Degree Name

Doctor of Philosophy


Department of Psychology


A wide variety of psychological disorders are hypothesised as having their basis in perfectionism (Hill, Zrull, & Turlington, 1997). Yet, the amount of research and literature on perfectionism is meagre, and is predominantly biased towards the psychopathological (Rice, Ashby, & Slaney, 1998). To an extent, the lack of research and bias, is redressed by this body of work. The four objectives to this thesis

i) to validate Frost, Marten, Lahart, and Rosenblate's (1990) Multidimensional Perfectionism Scale (FMPS) on an broader sample than what it was developed;

ii) to present a more balanced view of perfectionism by developing the positive aspects of perfectionism;

iii) to establish if perfectionism is intermeshed and buttressed by locus of control (Multidimensional Locus of control; Levenson, 1973) and coping style (Miller Behavioral Style Scale; Miller, 1980);

iv) to investigate the socialisation explanation of the propagation of precisian tendencies. Participants were drawn from students, and their immediate families, of the University Wollongong.

FMPS was partially replicated, with the required modifications indicated by the name changes (viz., FMPS -» FMPSn -» FMPS(R)). In developing the FMPS(R), two new dimensions and four new categorisations of perfectionism (to the FMPS(R)) were derived. Significant relationships occurred between perfectionism (dimensions and categories) with locus of control and coping style. These results support the contention that perfectionism is intertwined with other personality styles.

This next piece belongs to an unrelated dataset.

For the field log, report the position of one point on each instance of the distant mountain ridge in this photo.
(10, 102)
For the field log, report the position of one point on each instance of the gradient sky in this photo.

Familial socialisation effects and the propagation of perfectionism were assessed using 247 two-parent family units (father-mother-child). The modelling and role modelling explanations were supported, but not the same-gender role modelling explanation. These results indicated that a construct other than gender should be used, and so the gender-role attribute perspective was utilised. Significant differences occurred between gender-role attribute classifications on both the dimensional scores, and their expected and observed frequencies for the categories of perfectionism.

Overall, concluded from these results were that:

i) a high level of association between perfectionism with locus of control, and coping style;

ii) familial socialisation practices perpetuate perfectionistic tendencies

iii) a high level of association between the gender-role attribute designations with the dimensions of perfectionism.